Telekube Offers Remotely-Managed ‘Private SaaS’ Kubernetes

Software-as-a-service doesn’t work for everybody, an issue that Gravitational takes on with its managed Kubernetes service Telekube.
Local data laws in many parts of the world prevent companies there from using SaaS software that runs on Google, AWS or other public clouds. The same holds true for some highly regulated industries within the United States.
Telekube is designed to allow software vendors to sell to these companies. It enables them to continuously deploy and manage their software on infrastructure that they do not control, such as customers’ private clouds, anywhere in the world, explained Gravitational CEO Ev Kontsevoy.
His first company, the email service Mailgun, was acquired by Rackspace in 2012. While working several years for Rackspace afterward, he saw the recurring problems customers encountered: They liked the low cost and hired management of software services, but either wanted to retain control over their data in the United States or local laws elsewhere in the world required that data remain within their own countries.

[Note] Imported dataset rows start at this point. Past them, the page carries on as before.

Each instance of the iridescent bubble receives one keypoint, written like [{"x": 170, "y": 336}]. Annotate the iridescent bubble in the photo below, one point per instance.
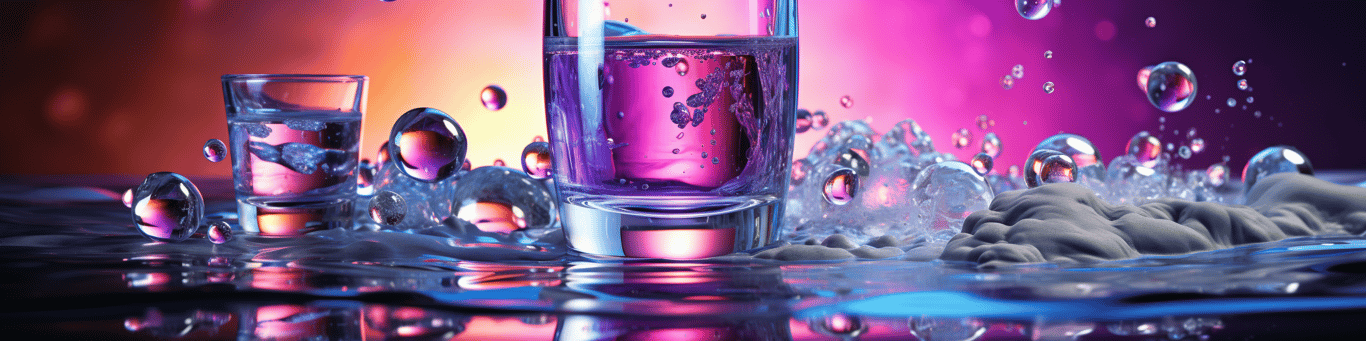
[
  {"x": 803, "y": 120},
  {"x": 962, "y": 138},
  {"x": 820, "y": 120},
  {"x": 167, "y": 208},
  {"x": 388, "y": 208},
  {"x": 1217, "y": 173},
  {"x": 219, "y": 232},
  {"x": 536, "y": 160},
  {"x": 839, "y": 325},
  {"x": 991, "y": 145},
  {"x": 1171, "y": 86},
  {"x": 981, "y": 162},
  {"x": 215, "y": 150},
  {"x": 984, "y": 123},
  {"x": 1275, "y": 160},
  {"x": 502, "y": 201},
  {"x": 1142, "y": 78},
  {"x": 1079, "y": 149},
  {"x": 840, "y": 186},
  {"x": 426, "y": 145},
  {"x": 1033, "y": 10},
  {"x": 799, "y": 168},
  {"x": 493, "y": 97},
  {"x": 1057, "y": 169}
]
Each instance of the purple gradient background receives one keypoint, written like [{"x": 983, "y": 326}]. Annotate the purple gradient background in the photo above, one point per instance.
[{"x": 131, "y": 87}]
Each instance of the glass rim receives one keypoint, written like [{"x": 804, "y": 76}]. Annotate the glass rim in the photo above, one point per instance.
[{"x": 294, "y": 77}]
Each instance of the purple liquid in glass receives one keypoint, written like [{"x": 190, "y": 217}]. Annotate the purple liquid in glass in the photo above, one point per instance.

Apps Should Follow the Data
“While we were at Rackspace, we saw companies selling their software on Amazon, but they wanted to sell their software to Rackspace customers. But customers would say, ‘We want your software here because our data is on Rackspace.’ There was this constant push and pull that’s very common in the world of SaaS. Applications need to follow data, not the other way around,” Kontsevoy said.
Gravitational initially focused on delivering software in the cloud and on-premises from a single code base. It began by offering what it calls private SaaS for enterprise private clouds and making possible remote continuous deployment across multiple infrastructure vendors.
Kubernetes proved key to the effort to make applications portable.
Kubernetes provides a standardization layer that enables moving a typical application’s dozens of microservices, half a dozen databases and multiple monitoring and logging tools from one environment to another, he said.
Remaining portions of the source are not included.